After leaving SDSU with a master’s degree in philosophy this month, Davis is headed to the prestigious Ph.D. program at Teachers College Columbia University.
Penchant for debate
San Diego Chargers wide receiver Vincent Brown may just be the most unlikely philosophy major in the state of California.
“I knew it myself when I declared my major, that it was random for a football player,” he admitted with a chuckle.
Brown came to SDSU from Rancho Cucamonga in 2007 with a full athletic scholarship and a childhood ambition to play in the NFL. The San Diego Chargers took note of his award-winning Aztec career — which included the team’s first bowl victory since 1998 — and Brown was drafted right out of university.
Academically, Brown started out as a business major, but he and economics didn’t get along. He switched to philosophy after taking a class on the morality of punishment with Angelo Corlett, Ph.D. The subject appealed to his penchant for discussion and debate.
Brown said he may never earn his living from philosophy, but he finds certain parallels between philosophical logic and the structure of gridiron concepts and plays.
“If I become a coach later in my career, I know it will be useful,” he said.
Philosopher as Marine
Capt. Tim Sparks is a philosopher who also happens to be a U.S. Marine. He was en route to a life as professor of philosophy when the 9/11 attack occurred. Sparks decided to join the military.

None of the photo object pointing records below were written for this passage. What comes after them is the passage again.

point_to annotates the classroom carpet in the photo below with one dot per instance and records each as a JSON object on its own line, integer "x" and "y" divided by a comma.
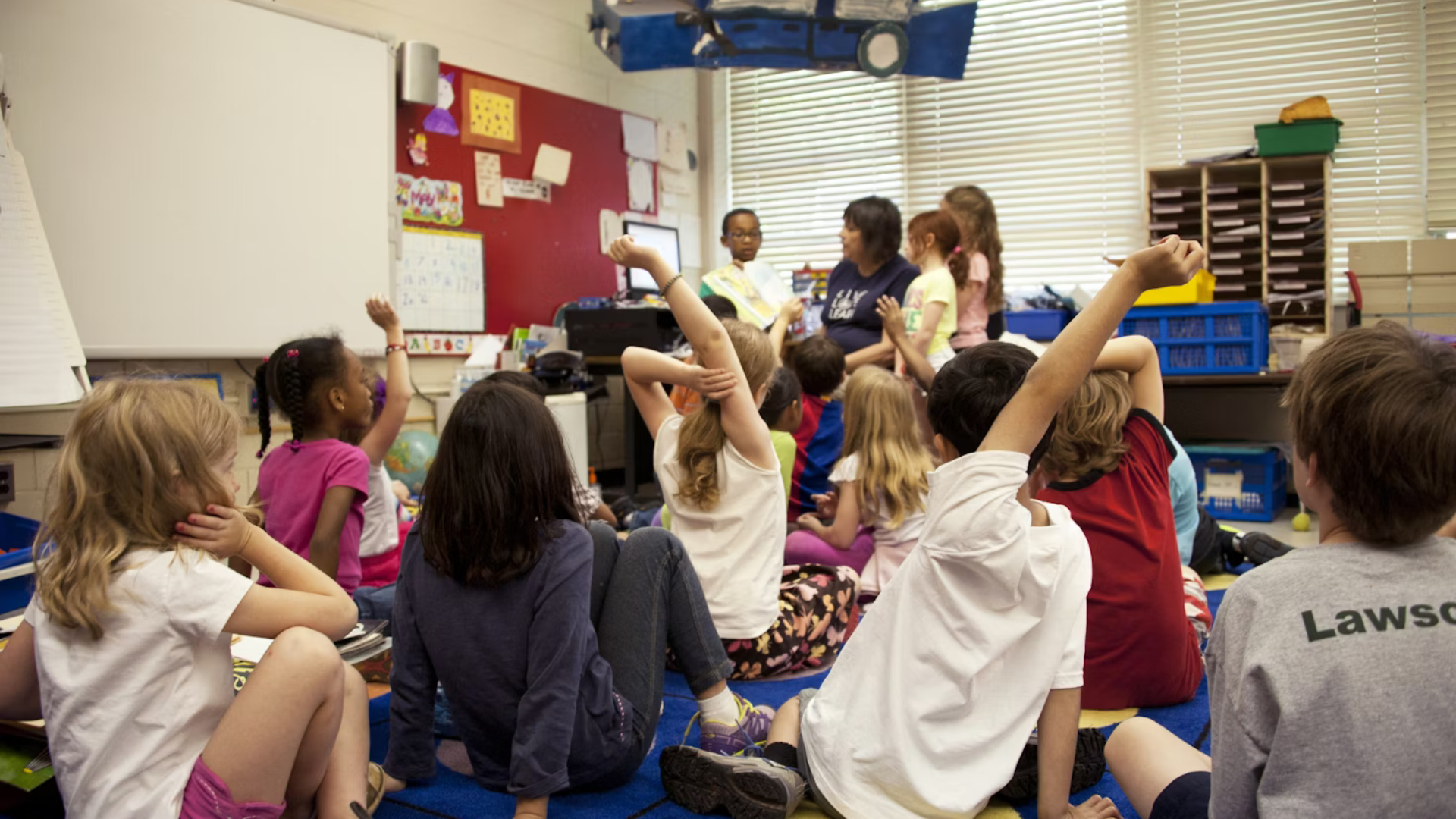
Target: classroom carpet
{"x": 456, "y": 796}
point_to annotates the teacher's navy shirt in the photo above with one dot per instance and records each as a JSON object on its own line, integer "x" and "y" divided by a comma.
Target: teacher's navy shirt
{"x": 849, "y": 306}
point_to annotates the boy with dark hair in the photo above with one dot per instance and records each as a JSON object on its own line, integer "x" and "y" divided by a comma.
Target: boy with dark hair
{"x": 979, "y": 639}
{"x": 1329, "y": 670}
{"x": 819, "y": 362}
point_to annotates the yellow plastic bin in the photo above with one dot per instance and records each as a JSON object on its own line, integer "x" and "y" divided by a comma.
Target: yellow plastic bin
{"x": 1197, "y": 292}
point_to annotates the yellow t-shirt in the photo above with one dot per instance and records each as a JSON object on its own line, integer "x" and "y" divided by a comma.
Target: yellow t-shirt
{"x": 932, "y": 286}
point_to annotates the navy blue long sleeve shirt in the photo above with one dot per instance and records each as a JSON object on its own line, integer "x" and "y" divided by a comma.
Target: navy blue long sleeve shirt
{"x": 529, "y": 692}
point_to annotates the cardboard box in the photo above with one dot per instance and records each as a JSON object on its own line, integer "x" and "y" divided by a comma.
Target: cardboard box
{"x": 1432, "y": 256}
{"x": 1433, "y": 293}
{"x": 1383, "y": 297}
{"x": 1370, "y": 260}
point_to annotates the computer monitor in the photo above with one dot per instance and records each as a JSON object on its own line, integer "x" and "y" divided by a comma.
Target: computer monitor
{"x": 660, "y": 238}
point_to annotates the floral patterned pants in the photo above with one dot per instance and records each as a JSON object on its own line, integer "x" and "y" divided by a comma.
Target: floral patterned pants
{"x": 817, "y": 613}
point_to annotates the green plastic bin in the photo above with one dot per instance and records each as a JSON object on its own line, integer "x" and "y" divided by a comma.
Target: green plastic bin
{"x": 1302, "y": 136}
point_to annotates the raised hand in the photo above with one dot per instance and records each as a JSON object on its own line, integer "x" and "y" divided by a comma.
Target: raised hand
{"x": 221, "y": 532}
{"x": 1169, "y": 262}
{"x": 382, "y": 312}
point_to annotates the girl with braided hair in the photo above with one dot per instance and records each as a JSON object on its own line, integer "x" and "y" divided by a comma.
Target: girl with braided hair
{"x": 313, "y": 487}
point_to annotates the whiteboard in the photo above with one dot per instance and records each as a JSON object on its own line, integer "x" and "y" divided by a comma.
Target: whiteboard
{"x": 215, "y": 178}
{"x": 441, "y": 280}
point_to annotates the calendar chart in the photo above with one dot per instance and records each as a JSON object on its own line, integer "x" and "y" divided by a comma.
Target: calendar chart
{"x": 441, "y": 280}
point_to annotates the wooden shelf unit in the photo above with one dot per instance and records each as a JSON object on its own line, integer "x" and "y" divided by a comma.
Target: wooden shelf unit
{"x": 1266, "y": 224}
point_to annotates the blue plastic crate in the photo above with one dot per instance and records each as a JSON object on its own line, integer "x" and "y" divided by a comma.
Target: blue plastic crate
{"x": 1206, "y": 340}
{"x": 1037, "y": 325}
{"x": 1248, "y": 483}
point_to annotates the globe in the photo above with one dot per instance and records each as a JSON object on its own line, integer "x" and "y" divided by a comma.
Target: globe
{"x": 410, "y": 460}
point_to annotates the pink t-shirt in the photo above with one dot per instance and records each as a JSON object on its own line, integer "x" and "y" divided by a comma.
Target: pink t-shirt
{"x": 970, "y": 308}
{"x": 290, "y": 485}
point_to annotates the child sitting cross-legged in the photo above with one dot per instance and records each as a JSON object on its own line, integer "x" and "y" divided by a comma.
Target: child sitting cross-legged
{"x": 1147, "y": 614}
{"x": 126, "y": 648}
{"x": 979, "y": 637}
{"x": 723, "y": 484}
{"x": 1329, "y": 668}
{"x": 546, "y": 637}
{"x": 880, "y": 483}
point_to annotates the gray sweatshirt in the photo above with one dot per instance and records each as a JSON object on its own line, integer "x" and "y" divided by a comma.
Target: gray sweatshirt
{"x": 1332, "y": 686}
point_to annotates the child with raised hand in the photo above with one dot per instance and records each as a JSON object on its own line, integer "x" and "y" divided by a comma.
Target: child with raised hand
{"x": 126, "y": 648}
{"x": 381, "y": 537}
{"x": 723, "y": 484}
{"x": 1109, "y": 461}
{"x": 880, "y": 483}
{"x": 565, "y": 687}
{"x": 313, "y": 487}
{"x": 1329, "y": 668}
{"x": 979, "y": 639}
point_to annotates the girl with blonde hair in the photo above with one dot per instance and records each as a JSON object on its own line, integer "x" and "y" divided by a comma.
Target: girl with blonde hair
{"x": 881, "y": 483}
{"x": 126, "y": 648}
{"x": 721, "y": 483}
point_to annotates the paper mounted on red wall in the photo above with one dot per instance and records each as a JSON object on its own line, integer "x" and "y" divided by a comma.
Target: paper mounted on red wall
{"x": 491, "y": 112}
{"x": 488, "y": 190}
{"x": 428, "y": 200}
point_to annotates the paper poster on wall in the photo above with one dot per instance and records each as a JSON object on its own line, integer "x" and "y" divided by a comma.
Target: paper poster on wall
{"x": 488, "y": 190}
{"x": 428, "y": 200}
{"x": 440, "y": 120}
{"x": 440, "y": 281}
{"x": 552, "y": 165}
{"x": 641, "y": 186}
{"x": 672, "y": 146}
{"x": 491, "y": 114}
{"x": 639, "y": 137}
{"x": 528, "y": 190}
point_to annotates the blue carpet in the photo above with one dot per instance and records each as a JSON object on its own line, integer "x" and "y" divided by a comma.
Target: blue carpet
{"x": 455, "y": 796}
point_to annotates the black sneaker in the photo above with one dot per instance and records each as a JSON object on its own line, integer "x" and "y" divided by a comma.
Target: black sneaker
{"x": 1261, "y": 548}
{"x": 747, "y": 787}
{"x": 1087, "y": 771}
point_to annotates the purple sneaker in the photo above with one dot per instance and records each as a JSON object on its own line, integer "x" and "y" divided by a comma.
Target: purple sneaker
{"x": 734, "y": 739}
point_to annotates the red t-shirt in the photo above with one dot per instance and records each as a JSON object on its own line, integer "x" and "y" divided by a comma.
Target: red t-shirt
{"x": 1142, "y": 649}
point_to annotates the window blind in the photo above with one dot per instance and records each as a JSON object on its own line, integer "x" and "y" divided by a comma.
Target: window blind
{"x": 802, "y": 145}
{"x": 1212, "y": 71}
{"x": 1440, "y": 112}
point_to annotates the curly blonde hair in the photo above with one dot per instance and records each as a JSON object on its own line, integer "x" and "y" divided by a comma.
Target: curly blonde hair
{"x": 702, "y": 436}
{"x": 139, "y": 458}
{"x": 1090, "y": 428}
{"x": 881, "y": 428}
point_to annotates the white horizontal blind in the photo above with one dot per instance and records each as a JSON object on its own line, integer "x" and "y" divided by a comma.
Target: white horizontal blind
{"x": 1046, "y": 124}
{"x": 1212, "y": 71}
{"x": 1440, "y": 112}
{"x": 802, "y": 145}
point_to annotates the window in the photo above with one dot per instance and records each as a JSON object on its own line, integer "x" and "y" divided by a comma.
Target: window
{"x": 1065, "y": 104}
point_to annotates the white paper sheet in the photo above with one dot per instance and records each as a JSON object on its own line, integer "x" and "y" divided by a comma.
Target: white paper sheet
{"x": 639, "y": 137}
{"x": 552, "y": 165}
{"x": 488, "y": 191}
{"x": 641, "y": 186}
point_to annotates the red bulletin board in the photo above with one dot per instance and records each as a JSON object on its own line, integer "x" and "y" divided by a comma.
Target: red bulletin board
{"x": 538, "y": 256}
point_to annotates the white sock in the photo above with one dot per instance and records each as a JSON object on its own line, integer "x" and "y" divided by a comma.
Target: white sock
{"x": 720, "y": 707}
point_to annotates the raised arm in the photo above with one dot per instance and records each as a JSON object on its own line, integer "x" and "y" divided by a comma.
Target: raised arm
{"x": 711, "y": 346}
{"x": 1060, "y": 372}
{"x": 1138, "y": 357}
{"x": 894, "y": 321}
{"x": 397, "y": 382}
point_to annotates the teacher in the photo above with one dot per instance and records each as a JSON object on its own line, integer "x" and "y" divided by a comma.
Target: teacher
{"x": 873, "y": 267}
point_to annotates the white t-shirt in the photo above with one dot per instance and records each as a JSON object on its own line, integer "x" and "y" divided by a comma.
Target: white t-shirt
{"x": 892, "y": 545}
{"x": 737, "y": 548}
{"x": 929, "y": 706}
{"x": 381, "y": 515}
{"x": 128, "y": 714}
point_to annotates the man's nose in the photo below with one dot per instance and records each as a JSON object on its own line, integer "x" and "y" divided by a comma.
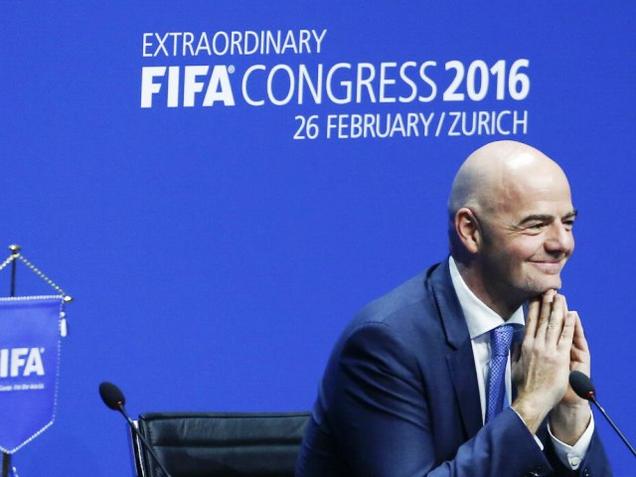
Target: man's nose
{"x": 560, "y": 239}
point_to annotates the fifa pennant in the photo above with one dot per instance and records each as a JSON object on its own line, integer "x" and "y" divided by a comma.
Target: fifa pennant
{"x": 30, "y": 346}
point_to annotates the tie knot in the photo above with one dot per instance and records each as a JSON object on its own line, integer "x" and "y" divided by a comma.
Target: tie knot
{"x": 501, "y": 339}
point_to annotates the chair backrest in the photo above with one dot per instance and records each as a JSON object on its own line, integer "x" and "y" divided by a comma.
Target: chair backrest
{"x": 220, "y": 444}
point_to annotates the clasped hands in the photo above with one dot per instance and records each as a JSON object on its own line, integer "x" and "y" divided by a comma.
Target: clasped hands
{"x": 554, "y": 344}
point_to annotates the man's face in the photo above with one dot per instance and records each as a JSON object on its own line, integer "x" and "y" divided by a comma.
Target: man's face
{"x": 527, "y": 235}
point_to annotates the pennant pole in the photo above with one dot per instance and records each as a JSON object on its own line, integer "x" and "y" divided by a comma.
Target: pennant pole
{"x": 15, "y": 251}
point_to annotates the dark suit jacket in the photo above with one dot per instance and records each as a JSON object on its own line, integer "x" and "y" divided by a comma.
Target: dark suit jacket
{"x": 399, "y": 398}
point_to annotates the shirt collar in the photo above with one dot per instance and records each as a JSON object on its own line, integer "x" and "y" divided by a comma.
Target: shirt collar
{"x": 479, "y": 317}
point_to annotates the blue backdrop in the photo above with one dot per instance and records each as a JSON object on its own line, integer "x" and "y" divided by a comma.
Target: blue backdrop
{"x": 214, "y": 257}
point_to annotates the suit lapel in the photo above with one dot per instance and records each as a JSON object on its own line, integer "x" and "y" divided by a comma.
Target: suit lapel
{"x": 461, "y": 363}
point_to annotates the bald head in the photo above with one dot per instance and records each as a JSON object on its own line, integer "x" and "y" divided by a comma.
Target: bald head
{"x": 510, "y": 227}
{"x": 496, "y": 173}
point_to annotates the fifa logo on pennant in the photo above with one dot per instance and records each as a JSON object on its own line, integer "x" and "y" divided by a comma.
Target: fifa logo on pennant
{"x": 23, "y": 362}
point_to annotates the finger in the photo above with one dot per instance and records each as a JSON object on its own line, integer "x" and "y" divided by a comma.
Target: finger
{"x": 579, "y": 334}
{"x": 533, "y": 315}
{"x": 565, "y": 306}
{"x": 544, "y": 314}
{"x": 567, "y": 333}
{"x": 557, "y": 317}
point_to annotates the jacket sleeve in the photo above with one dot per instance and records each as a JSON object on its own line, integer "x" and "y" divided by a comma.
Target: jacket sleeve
{"x": 381, "y": 420}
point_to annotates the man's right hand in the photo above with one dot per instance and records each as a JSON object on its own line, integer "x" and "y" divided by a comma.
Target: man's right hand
{"x": 542, "y": 369}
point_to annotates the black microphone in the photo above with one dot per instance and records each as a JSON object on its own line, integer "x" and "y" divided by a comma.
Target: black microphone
{"x": 115, "y": 400}
{"x": 584, "y": 388}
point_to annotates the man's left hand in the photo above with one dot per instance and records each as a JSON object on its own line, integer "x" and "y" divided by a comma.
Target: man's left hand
{"x": 570, "y": 418}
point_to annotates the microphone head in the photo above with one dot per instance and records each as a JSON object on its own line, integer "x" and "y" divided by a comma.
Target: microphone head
{"x": 582, "y": 385}
{"x": 112, "y": 396}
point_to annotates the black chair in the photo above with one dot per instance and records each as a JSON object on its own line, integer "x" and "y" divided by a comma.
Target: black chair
{"x": 220, "y": 444}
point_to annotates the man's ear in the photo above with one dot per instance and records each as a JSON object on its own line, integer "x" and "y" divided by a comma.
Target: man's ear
{"x": 467, "y": 229}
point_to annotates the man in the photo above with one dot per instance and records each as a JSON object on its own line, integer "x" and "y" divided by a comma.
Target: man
{"x": 420, "y": 383}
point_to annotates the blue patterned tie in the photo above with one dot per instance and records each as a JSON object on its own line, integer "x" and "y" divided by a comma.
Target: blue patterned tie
{"x": 500, "y": 341}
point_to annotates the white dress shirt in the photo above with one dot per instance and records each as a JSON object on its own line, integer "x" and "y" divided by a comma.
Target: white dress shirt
{"x": 481, "y": 320}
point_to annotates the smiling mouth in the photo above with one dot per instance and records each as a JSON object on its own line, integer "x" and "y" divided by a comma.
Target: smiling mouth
{"x": 548, "y": 267}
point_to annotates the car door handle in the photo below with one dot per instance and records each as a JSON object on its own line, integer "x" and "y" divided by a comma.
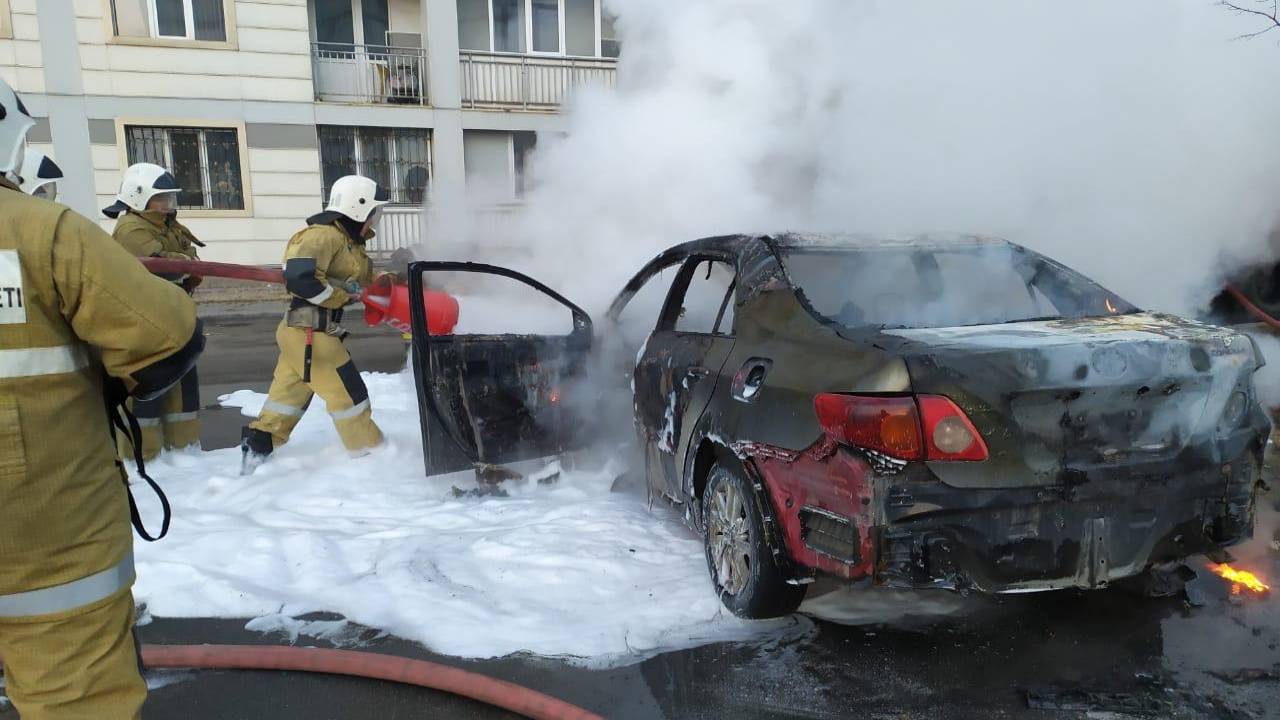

He spent most of 2007 in rural Iraq, west of Fallujah. As his unit flew in by helicopter to relieve the team on the ground, they received news of a coordinated mortar and IED strike on a major transport route.
“My team leader did a very wise thing,” Sparks recalled. “As soon as we landed, we visited the nearby community and set up a medical clinic. After a while, we were able to open a dialogue with local leaders, and they would warn us about suspicious activity in the area. By the end of my deployment, we were meeting with Iraqis daily.”
Sparks said the experience in Iraq shaped his world view and his personal philosophy. He came to believe in moral reality — the concept that certain practices are morally right regardless of whether the majority upholds them. That view was the kernel of the thesis Sparks wrote to earn his master’s degree in philosophy at SDSU in 2011.
Currently, Sparks is stationed in Pennsylvania and pursuing a Ph.D. at Temple University.
“Philosophy is still what I want to do with my life,” he said.